Sharding is a type of database partitioning that separates large databases into smaller, faster, more easily managed parts. These smaller parts are called data shards. The word shard means "a small part of a whole."

Sharding involves splitting and distributing one logical data set across multiple databases that share nothing and can be deployed across multiple servers. To achieve sharding, the rows or columns of a larger database table are split into multiple smaller tables.

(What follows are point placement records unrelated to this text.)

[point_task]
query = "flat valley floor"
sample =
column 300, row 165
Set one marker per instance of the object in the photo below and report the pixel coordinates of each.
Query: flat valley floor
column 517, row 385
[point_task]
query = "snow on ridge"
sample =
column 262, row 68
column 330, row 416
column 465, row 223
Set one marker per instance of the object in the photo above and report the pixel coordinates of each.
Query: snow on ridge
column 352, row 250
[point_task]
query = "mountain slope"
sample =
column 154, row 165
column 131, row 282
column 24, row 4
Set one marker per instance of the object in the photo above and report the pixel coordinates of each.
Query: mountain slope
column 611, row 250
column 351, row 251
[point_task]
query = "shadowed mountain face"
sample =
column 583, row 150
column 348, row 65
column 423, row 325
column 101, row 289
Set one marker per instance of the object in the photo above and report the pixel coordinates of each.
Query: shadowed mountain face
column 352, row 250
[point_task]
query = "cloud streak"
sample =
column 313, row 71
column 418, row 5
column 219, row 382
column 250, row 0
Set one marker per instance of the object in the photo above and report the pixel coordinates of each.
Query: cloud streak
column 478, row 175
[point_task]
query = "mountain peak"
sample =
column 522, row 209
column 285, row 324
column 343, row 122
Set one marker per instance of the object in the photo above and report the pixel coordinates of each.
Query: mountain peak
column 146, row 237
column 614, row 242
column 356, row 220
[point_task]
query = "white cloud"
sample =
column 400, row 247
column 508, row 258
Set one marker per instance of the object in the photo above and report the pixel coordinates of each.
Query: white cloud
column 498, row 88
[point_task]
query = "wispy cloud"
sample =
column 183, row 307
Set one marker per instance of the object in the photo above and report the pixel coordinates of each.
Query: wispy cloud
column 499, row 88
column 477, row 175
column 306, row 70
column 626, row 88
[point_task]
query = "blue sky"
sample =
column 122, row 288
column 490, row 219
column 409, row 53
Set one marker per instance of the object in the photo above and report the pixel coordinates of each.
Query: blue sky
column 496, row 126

Once a logical shard is stored on another node, it is known as a physical shard. One physical shard can hold multiple logical shards. The shards are autonomous and don't share the same data or computing resources.


Horizontal sharding. 

When each new table has the same schema but unique rows, it is known as horizontal sharding. In this type of sharding, more machines are added to an existing stack to spread out the load, increase processing speed and support more traffic. This method is most effective when queries return a subset of rows that are often grouped together.

Vertical sharding. 

When each new table has a schema that is a faithful subset of the original table's schema, it is known as vertical sharding. It is effective when queries usually return only a subset of columns of the data.


Benefits of sharding

Sharding is common in scalable database architectures. Since shards are smaller, faster and easier to manage, they help boost database scalability, performance and administration. Sharding also reduces the transaction cost of the database.

Horizontal scaling, which is also known as scaling out, helps create a more flexible database design, which is especially useful for parallel processing. It provides near-limitless scalability for intense workloads and big data requirements. With horizontal sharding, users can optimally use all the compute resources across a cluster for every query. This sharding method also speeds up query resolution, since each machine has to scan fewer rows when responding to a query.

Vertical sharding increases RAM or storage capacity and improves central processing unit (CPU) capacity. It thus increases the power of a single machine or server.


Sharded databases also offer higher availability and mitigate the impact of outages because, during an outage, only those portions of an application that rely on the missing chunks of data become unusable. A sharded database also replicates backup shards to additional nodes to further minimize damage due to an outage. In contrast, an application running without sharded databases may be completely unavailable following an outage.


Difference between sharding and partitioning

Although sharding and partitioning both break up a large database into smaller databases, there is a difference between the two methods.

After a database is sharded, the data in the new tables is spread across multiple systems, but with partitioning, that is not the case. Partitioning groups data subsets within a single database instance.